Souvent, dans les mers et les lacs, ainsi que dans les 9 images précédentes, les boules stromatolithiques ont une forme d'hémisphère, symétrique, car aucune direction de croissance n'est privilégiée. Quand la direction verticale est privilégiée, on obtient des colonnes. Dans le ruisseau du Dard, parfois, la croissance des constructions stromatolithiques est influencée par le courant, favorisée vers l'aval de la boule, et/ou défavorisée du côté amont. On obtient alors des stromatolithes dissymétriques, comme penchés vers l'aval, avec parfois recouvrement partiel d'un stromatolithe par le stromatolithe situé juste en amont. Une morphologie assez peu illustrée dans la littérature, mais assez spectaculaire.

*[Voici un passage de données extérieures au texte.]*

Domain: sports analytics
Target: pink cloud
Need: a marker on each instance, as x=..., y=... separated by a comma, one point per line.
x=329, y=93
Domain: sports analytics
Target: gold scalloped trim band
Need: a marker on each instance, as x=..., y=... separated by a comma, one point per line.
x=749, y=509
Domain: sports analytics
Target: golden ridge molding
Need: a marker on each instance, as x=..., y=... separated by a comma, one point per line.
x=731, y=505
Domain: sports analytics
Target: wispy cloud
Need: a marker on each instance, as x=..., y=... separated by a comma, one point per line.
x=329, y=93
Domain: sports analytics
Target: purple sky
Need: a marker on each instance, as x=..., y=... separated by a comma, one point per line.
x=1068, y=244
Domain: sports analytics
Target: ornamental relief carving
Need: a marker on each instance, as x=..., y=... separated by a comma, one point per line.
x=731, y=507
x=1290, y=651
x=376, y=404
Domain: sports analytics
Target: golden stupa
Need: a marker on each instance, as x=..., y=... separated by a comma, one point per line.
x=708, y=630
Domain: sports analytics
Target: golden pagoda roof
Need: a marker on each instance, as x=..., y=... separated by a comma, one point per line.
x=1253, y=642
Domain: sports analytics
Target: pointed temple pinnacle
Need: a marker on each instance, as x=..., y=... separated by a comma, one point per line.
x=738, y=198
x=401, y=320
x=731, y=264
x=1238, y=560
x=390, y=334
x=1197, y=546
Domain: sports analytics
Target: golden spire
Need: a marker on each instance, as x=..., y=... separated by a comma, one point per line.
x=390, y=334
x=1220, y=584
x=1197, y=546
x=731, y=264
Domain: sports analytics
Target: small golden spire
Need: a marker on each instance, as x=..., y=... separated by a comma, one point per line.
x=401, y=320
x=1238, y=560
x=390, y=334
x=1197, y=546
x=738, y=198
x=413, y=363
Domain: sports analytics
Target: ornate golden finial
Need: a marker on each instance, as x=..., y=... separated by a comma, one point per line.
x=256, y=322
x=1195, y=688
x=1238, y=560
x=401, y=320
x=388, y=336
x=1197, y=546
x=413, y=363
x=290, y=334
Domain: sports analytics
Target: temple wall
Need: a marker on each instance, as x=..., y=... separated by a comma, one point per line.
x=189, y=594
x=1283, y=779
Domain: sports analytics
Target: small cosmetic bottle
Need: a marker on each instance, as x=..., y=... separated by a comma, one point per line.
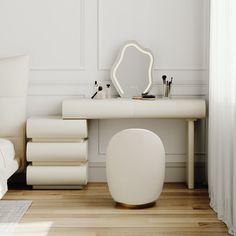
x=108, y=91
x=95, y=87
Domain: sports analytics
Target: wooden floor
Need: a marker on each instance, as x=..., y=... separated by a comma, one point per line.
x=91, y=212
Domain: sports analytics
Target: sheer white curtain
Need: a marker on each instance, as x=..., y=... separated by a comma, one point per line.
x=222, y=111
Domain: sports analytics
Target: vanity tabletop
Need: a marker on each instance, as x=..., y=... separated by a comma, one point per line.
x=117, y=108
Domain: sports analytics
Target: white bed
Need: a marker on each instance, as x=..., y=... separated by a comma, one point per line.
x=13, y=93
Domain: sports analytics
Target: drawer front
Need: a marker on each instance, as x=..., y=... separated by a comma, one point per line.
x=56, y=152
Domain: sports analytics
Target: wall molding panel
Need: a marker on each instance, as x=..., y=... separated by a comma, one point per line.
x=198, y=27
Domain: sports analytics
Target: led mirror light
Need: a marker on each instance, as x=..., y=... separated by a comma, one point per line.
x=131, y=73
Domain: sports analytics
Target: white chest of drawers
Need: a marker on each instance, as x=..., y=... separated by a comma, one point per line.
x=57, y=151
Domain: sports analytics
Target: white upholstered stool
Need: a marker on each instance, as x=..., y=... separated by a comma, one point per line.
x=135, y=167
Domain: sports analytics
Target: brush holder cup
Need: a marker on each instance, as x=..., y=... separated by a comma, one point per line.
x=135, y=168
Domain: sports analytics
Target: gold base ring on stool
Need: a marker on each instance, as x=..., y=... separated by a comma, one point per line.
x=130, y=206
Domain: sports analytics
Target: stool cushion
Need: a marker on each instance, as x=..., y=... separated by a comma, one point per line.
x=135, y=166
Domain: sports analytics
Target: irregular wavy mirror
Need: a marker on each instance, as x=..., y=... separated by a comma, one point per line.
x=131, y=73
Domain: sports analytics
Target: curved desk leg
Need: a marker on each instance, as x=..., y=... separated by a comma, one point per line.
x=190, y=154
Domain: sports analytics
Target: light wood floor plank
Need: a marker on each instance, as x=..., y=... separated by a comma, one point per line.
x=92, y=212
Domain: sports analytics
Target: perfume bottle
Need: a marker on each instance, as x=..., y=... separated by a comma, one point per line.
x=108, y=90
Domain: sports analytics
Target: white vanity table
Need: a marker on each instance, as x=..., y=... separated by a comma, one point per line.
x=188, y=109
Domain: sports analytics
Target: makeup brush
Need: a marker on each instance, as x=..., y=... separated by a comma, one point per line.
x=99, y=89
x=164, y=79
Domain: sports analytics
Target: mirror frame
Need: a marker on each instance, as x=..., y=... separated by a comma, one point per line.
x=119, y=59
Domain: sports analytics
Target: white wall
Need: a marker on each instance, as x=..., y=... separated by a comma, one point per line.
x=74, y=42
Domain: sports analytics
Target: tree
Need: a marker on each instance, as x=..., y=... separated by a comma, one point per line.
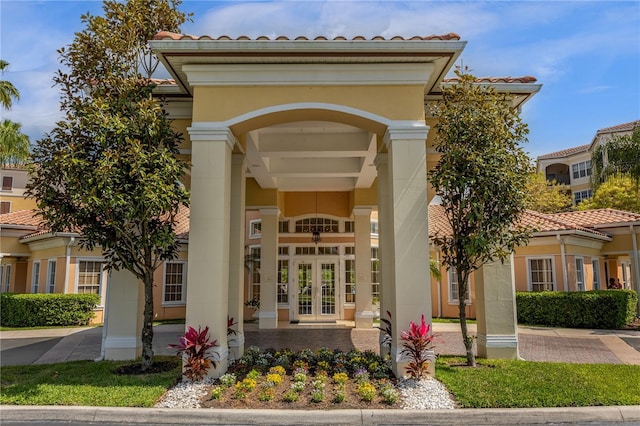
x=619, y=155
x=8, y=91
x=548, y=196
x=109, y=169
x=617, y=192
x=481, y=177
x=14, y=145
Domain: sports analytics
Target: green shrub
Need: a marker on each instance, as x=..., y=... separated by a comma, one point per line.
x=38, y=310
x=599, y=309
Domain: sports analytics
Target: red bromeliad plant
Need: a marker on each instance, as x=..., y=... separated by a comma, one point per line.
x=417, y=343
x=195, y=344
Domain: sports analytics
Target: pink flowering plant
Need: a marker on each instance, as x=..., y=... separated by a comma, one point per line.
x=195, y=344
x=417, y=343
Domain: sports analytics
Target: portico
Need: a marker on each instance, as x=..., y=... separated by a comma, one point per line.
x=271, y=125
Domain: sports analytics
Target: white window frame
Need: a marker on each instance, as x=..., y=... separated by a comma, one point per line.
x=102, y=275
x=51, y=277
x=553, y=272
x=595, y=265
x=183, y=292
x=254, y=230
x=580, y=284
x=10, y=186
x=455, y=300
x=35, y=276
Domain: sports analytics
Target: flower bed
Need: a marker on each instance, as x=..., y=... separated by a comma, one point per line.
x=323, y=379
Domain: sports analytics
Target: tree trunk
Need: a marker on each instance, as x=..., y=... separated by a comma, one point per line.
x=147, y=324
x=463, y=285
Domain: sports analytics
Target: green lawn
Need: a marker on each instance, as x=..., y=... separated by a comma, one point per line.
x=83, y=383
x=504, y=383
x=495, y=383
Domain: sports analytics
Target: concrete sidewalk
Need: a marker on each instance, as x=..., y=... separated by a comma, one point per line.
x=535, y=343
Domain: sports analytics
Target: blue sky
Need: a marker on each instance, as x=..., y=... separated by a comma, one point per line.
x=586, y=54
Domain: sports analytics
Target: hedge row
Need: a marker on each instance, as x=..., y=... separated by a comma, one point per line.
x=35, y=310
x=599, y=309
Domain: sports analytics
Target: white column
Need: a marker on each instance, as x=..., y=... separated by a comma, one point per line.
x=496, y=310
x=385, y=243
x=123, y=316
x=364, y=297
x=269, y=268
x=408, y=251
x=209, y=237
x=236, y=255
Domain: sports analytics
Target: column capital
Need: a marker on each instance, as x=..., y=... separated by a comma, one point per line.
x=212, y=132
x=405, y=130
x=362, y=211
x=270, y=211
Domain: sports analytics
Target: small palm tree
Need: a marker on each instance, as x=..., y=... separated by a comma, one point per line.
x=14, y=145
x=8, y=91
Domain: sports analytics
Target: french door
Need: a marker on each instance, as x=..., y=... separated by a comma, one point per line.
x=316, y=290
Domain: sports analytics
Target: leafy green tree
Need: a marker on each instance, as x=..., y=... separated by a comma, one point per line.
x=619, y=155
x=481, y=177
x=8, y=91
x=548, y=196
x=617, y=192
x=109, y=169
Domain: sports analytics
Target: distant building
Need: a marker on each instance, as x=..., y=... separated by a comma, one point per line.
x=572, y=166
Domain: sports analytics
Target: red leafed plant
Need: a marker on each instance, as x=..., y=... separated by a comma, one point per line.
x=416, y=345
x=195, y=344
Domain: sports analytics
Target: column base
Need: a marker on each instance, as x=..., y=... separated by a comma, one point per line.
x=122, y=348
x=364, y=319
x=268, y=320
x=236, y=346
x=497, y=346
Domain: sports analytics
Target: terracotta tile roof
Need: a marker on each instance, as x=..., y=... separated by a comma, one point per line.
x=565, y=152
x=27, y=218
x=599, y=218
x=541, y=222
x=625, y=127
x=525, y=79
x=166, y=35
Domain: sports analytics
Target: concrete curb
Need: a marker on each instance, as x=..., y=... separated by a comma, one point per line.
x=509, y=416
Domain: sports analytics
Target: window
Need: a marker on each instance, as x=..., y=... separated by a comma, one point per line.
x=375, y=273
x=254, y=253
x=7, y=183
x=255, y=229
x=175, y=282
x=580, y=273
x=582, y=169
x=51, y=276
x=541, y=274
x=454, y=288
x=35, y=277
x=283, y=281
x=374, y=228
x=349, y=226
x=89, y=277
x=580, y=196
x=350, y=281
x=310, y=224
x=596, y=274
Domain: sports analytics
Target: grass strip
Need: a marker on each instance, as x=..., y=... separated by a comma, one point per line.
x=84, y=383
x=526, y=384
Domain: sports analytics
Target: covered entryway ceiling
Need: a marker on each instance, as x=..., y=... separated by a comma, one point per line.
x=311, y=155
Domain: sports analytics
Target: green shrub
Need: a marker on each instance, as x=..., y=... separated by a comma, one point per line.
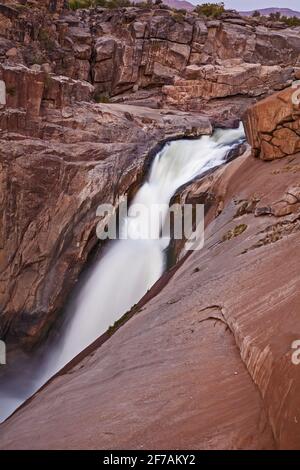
x=101, y=98
x=213, y=10
x=290, y=21
x=75, y=4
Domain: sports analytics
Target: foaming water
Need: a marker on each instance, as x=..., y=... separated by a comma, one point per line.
x=127, y=270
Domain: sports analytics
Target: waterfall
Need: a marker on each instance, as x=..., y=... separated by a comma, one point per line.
x=127, y=270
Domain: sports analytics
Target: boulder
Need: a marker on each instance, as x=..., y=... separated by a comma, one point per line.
x=273, y=125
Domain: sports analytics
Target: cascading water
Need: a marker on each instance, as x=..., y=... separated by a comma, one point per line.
x=126, y=272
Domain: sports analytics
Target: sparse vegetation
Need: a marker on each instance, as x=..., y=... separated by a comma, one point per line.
x=212, y=10
x=101, y=98
x=76, y=4
x=235, y=232
x=46, y=40
x=289, y=21
x=256, y=14
x=179, y=15
x=11, y=90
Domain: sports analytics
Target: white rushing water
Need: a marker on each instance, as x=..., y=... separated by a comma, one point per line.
x=128, y=269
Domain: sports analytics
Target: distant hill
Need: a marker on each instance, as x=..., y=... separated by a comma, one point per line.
x=266, y=12
x=178, y=4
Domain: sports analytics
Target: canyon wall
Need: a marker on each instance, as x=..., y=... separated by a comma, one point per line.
x=207, y=362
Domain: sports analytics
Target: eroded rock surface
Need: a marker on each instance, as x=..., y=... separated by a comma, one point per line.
x=60, y=157
x=273, y=125
x=206, y=363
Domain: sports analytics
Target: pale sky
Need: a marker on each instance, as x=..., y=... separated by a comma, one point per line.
x=253, y=4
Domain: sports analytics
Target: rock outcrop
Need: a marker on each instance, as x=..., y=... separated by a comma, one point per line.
x=207, y=363
x=155, y=56
x=61, y=156
x=205, y=360
x=273, y=125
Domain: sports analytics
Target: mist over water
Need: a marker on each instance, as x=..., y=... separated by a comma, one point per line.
x=126, y=271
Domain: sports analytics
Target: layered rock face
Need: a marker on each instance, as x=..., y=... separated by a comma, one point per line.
x=207, y=363
x=273, y=125
x=61, y=156
x=53, y=63
x=156, y=57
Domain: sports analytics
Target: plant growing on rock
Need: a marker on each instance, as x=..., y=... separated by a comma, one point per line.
x=213, y=10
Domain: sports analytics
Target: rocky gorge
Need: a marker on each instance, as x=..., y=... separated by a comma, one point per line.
x=87, y=98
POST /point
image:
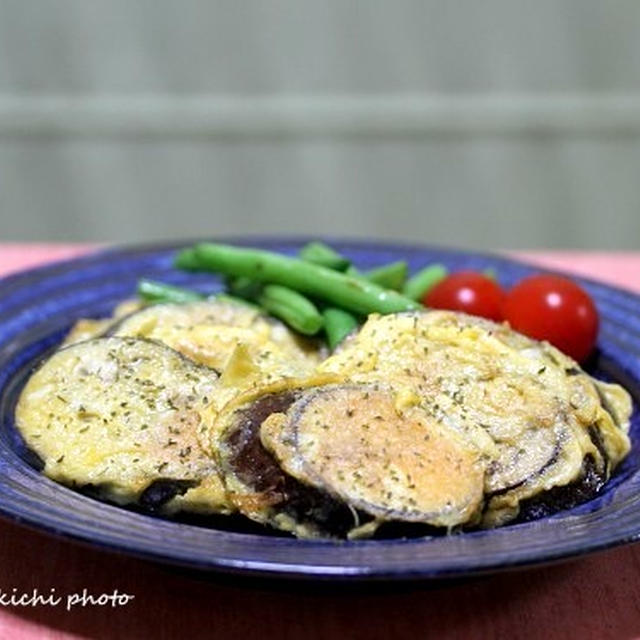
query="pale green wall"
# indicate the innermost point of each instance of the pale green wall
(487, 124)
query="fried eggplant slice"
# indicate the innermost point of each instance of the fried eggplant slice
(528, 409)
(258, 486)
(118, 417)
(352, 442)
(209, 331)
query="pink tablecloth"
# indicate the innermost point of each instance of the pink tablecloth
(593, 597)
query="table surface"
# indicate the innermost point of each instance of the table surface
(597, 596)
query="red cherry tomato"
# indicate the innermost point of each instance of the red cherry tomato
(467, 291)
(555, 309)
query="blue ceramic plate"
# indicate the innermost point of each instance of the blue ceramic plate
(36, 309)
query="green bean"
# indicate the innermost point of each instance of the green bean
(338, 324)
(352, 294)
(389, 276)
(186, 260)
(424, 280)
(324, 255)
(291, 307)
(244, 287)
(152, 291)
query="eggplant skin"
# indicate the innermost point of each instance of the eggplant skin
(262, 490)
(119, 417)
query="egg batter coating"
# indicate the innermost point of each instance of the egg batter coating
(119, 417)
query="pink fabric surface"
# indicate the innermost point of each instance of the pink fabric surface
(593, 597)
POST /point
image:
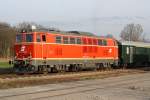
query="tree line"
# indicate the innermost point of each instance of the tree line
(131, 32)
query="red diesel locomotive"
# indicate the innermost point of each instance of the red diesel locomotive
(38, 52)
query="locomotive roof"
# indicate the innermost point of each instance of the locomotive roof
(137, 44)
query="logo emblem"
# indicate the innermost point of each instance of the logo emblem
(22, 48)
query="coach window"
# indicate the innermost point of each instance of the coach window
(72, 40)
(65, 40)
(38, 38)
(78, 40)
(104, 42)
(43, 38)
(18, 38)
(100, 42)
(90, 41)
(94, 42)
(58, 39)
(29, 37)
(84, 41)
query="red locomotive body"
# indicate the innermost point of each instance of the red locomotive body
(48, 51)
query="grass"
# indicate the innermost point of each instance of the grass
(4, 64)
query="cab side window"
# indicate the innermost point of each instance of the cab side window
(104, 42)
(43, 38)
(58, 39)
(38, 38)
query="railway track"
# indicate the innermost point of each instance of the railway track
(80, 88)
(9, 81)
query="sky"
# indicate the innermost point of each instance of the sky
(97, 16)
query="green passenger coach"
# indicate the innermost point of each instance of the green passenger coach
(134, 53)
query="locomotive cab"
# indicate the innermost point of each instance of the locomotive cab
(23, 52)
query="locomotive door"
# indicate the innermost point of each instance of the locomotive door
(131, 54)
(44, 49)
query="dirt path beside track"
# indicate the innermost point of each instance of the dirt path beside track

Il arrive que quelques boules stromatolithiques soient cassés, par quelques travaux entrepris par les agriculteurs, par le piétinement des vaches venant boire dans la rivière... Ce sont les boules élevées, dépassant de l'eau pendant cet étiage de l'été 2015 qui sont le plus fréquemment cassées et les plus faciles à photographier. Ces boules émergeant depuis quelques mois (le printemps 2015 a été très sec dans le Jura) sont souvent en voie de colonisation par des "herbes" (fétuque, avoine, houlque, chiendent…).